12. The only impeaching observation against the petitioner was to the effect that he had granted umbrella of protection to the Mr. D.P.Ojha, the then DGP Vigilance and not properly investigated the case. This observation is unfounded in view of the discussion made hereinabove. Moreover, this Court while considering the case of Mr. D.P.Ojha in Cr.M.P. No. 973 of 2018 12 wherein also the same impugned order dated 05.03.2018 passed in R.C. Case No. 38A/1996 by learned Special Judge-VII, CBI (AHD Scam), Ranchi was under challenge, held that order of his arraignment was bad in law on several counts inter alia failing to record satisfaction required in terms of the ratio rendered in the case of Hardeep Singh (supra); failure to refer to any such incriminating material evidence as found during inquiry or trial which, if went unrebutted, would lead to his conviction and also on account of violation of principles of natural justice, as no show cause or notice or opportunity of hearing was given to him.

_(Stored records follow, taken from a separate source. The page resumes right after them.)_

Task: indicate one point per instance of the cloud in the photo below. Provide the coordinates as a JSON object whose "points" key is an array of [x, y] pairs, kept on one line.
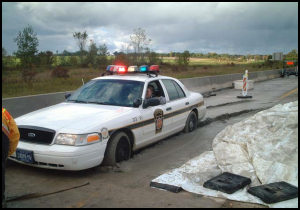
{"points": [[236, 28]]}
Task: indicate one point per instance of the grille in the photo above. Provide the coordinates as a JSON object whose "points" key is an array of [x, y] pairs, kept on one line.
{"points": [[36, 135]]}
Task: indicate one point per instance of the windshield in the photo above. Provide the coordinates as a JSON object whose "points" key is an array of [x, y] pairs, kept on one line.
{"points": [[109, 92]]}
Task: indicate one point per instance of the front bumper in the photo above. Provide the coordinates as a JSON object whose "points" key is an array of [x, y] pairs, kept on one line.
{"points": [[63, 157]]}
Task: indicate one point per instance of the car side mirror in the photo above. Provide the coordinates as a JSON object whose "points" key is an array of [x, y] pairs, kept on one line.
{"points": [[67, 95], [151, 102], [137, 102]]}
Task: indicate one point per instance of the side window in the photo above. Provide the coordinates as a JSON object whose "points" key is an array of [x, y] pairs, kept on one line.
{"points": [[171, 89], [158, 91], [179, 89]]}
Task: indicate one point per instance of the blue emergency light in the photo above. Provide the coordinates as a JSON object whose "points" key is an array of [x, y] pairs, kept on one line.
{"points": [[144, 68]]}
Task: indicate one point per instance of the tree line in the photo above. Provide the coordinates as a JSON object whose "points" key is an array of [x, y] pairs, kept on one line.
{"points": [[89, 54]]}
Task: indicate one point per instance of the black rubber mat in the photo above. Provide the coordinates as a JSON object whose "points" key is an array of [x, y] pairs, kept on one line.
{"points": [[227, 182], [274, 192], [170, 188]]}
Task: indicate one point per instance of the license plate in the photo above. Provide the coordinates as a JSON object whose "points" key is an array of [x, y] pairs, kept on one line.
{"points": [[24, 156]]}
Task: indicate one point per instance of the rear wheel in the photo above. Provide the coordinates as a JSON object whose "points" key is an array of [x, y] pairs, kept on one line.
{"points": [[118, 149], [191, 123]]}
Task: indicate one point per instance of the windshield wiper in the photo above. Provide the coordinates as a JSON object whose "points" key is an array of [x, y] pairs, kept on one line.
{"points": [[78, 101], [102, 103]]}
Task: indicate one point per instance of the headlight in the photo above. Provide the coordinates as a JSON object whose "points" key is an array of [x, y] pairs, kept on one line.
{"points": [[77, 139]]}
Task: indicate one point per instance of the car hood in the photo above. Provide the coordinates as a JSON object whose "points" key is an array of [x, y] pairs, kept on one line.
{"points": [[72, 116]]}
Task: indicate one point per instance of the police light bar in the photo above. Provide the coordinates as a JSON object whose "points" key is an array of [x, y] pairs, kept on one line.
{"points": [[154, 68], [110, 68], [120, 69], [144, 68], [133, 69]]}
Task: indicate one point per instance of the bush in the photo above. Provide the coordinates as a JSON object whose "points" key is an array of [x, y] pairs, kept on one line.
{"points": [[60, 72]]}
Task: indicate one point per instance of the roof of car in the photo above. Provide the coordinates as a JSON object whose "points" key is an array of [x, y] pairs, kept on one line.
{"points": [[136, 77]]}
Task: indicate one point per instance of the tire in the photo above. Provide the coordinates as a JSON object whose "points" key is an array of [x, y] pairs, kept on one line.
{"points": [[118, 149], [191, 123]]}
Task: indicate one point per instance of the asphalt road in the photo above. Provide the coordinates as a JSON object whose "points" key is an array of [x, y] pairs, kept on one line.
{"points": [[128, 184]]}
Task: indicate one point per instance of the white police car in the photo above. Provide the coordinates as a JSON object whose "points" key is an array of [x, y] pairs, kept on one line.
{"points": [[107, 119]]}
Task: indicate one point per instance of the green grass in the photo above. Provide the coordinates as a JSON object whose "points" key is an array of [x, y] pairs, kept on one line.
{"points": [[13, 84]]}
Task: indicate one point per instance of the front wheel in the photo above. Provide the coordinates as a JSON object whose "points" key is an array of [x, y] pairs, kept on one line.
{"points": [[118, 149], [191, 123]]}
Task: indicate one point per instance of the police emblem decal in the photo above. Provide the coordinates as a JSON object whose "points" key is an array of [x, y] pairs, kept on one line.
{"points": [[158, 119]]}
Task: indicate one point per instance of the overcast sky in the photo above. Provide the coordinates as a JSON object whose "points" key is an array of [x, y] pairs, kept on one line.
{"points": [[234, 28]]}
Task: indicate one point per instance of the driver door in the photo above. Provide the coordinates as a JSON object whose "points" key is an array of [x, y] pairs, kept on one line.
{"points": [[155, 125]]}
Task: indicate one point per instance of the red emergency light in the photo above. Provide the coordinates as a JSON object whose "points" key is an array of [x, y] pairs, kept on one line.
{"points": [[154, 68]]}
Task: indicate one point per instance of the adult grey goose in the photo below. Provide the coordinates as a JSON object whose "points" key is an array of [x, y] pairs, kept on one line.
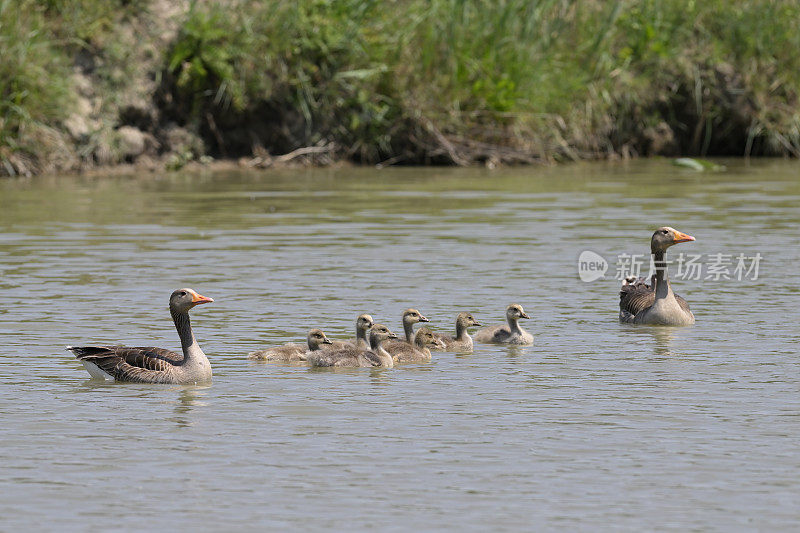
{"points": [[149, 364], [656, 304]]}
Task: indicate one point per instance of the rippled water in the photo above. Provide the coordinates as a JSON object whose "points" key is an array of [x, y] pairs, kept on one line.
{"points": [[598, 425]]}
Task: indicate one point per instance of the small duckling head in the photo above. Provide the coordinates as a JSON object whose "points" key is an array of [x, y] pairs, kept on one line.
{"points": [[466, 320], [378, 334], [316, 338], [515, 312], [665, 237], [413, 316], [181, 300], [364, 322], [425, 339]]}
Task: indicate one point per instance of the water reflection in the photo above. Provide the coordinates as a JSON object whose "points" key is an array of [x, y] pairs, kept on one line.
{"points": [[188, 400], [663, 338]]}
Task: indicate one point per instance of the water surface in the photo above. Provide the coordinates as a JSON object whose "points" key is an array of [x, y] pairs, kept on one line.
{"points": [[598, 425]]}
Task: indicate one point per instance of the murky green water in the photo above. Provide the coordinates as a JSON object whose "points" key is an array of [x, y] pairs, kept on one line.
{"points": [[598, 425]]}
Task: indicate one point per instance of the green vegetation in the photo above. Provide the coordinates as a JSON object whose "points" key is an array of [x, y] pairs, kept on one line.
{"points": [[405, 82]]}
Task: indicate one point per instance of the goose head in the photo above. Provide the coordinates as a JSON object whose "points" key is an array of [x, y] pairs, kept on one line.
{"points": [[378, 334], [466, 320], [364, 322], [515, 312], [665, 237], [412, 316], [181, 300], [426, 339], [316, 338]]}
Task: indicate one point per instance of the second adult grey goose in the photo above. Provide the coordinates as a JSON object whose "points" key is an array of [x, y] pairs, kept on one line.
{"points": [[357, 357], [656, 304], [292, 352], [149, 364], [511, 333]]}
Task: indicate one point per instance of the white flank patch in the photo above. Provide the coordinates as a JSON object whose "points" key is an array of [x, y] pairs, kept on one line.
{"points": [[96, 372]]}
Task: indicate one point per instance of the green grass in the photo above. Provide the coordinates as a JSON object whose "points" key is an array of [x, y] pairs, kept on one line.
{"points": [[439, 81]]}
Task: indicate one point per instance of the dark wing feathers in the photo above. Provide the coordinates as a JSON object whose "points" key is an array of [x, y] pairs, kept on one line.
{"points": [[124, 363], [637, 296]]}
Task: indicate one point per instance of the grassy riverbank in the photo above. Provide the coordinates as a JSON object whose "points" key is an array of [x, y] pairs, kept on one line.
{"points": [[157, 83]]}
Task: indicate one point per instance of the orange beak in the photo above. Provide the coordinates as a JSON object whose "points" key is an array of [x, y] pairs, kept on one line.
{"points": [[682, 237], [198, 299]]}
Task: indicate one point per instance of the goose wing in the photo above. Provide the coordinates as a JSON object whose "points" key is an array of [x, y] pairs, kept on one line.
{"points": [[491, 333], [638, 295], [126, 363]]}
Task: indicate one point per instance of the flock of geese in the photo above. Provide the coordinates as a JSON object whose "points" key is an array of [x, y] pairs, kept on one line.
{"points": [[375, 345]]}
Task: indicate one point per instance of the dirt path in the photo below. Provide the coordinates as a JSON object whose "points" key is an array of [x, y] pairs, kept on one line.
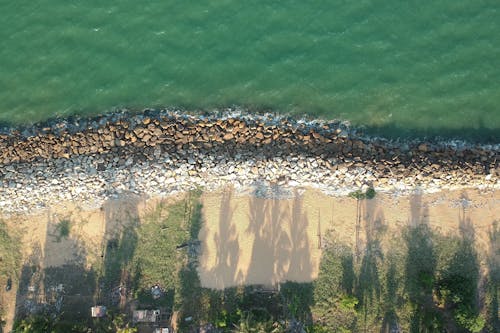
{"points": [[248, 240]]}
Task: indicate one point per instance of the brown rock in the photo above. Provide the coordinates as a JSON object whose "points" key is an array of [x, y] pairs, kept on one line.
{"points": [[228, 136], [423, 147]]}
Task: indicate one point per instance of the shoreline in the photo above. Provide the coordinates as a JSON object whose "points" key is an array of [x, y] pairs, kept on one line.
{"points": [[164, 152]]}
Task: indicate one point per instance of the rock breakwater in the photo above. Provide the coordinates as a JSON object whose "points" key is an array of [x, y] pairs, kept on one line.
{"points": [[161, 152]]}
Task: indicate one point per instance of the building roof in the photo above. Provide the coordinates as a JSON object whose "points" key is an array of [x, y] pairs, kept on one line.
{"points": [[146, 316]]}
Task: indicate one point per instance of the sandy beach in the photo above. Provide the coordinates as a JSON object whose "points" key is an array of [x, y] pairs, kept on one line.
{"points": [[247, 239]]}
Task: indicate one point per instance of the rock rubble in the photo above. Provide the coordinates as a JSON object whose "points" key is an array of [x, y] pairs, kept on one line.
{"points": [[162, 152]]}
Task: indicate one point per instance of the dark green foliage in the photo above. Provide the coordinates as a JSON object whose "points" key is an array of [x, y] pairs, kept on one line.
{"points": [[369, 194], [63, 229]]}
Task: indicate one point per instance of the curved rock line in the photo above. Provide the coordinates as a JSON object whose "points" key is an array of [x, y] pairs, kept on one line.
{"points": [[161, 152]]}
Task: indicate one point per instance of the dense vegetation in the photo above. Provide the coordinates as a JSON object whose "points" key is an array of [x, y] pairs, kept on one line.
{"points": [[10, 257], [419, 282]]}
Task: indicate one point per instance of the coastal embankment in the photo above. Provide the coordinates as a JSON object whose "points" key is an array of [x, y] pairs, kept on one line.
{"points": [[163, 152]]}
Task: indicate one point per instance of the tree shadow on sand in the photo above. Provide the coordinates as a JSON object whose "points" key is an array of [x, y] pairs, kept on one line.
{"points": [[493, 280], [227, 246], [420, 265], [121, 219], [368, 286], [52, 289]]}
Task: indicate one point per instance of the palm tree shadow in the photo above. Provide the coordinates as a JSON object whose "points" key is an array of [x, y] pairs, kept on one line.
{"points": [[227, 244]]}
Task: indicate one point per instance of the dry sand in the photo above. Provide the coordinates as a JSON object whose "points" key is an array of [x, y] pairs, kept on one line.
{"points": [[247, 240]]}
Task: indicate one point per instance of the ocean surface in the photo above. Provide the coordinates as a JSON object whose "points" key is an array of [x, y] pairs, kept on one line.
{"points": [[409, 68]]}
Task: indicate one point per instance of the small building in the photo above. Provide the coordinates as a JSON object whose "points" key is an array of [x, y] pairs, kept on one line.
{"points": [[146, 316], [162, 330], [98, 311]]}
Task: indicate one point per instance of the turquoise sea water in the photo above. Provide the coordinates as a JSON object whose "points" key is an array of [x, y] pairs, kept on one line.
{"points": [[397, 67]]}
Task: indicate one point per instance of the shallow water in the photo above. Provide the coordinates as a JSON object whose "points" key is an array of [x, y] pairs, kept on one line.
{"points": [[421, 68]]}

13. The basis for holding the petitioner liable for acts of criminal conspiracy in connivance with Mr. D.P.Ojha is no longer factually available or tenable. In the wake of all these facts and circumstances and the legal infirmity found in the impugned order, this Court is of the opinion that the impugned order cannot be sustained in the eye of law or on facts. If interference is not made under the inherent powers of this Court under Section 482 of the Cr.P.C, it would lead to grave miscarriage of justice. As such, it is quashed.
14. Accordingly, instant petition is allowed. This Court records its appreciation for the valuable assistance accorded by the learned Amicus Curiae during hearing of this case. The Member Secretary, High Court Legal Services Committee shall bear the fee / legal remuneration of the learned Amicus Curiae.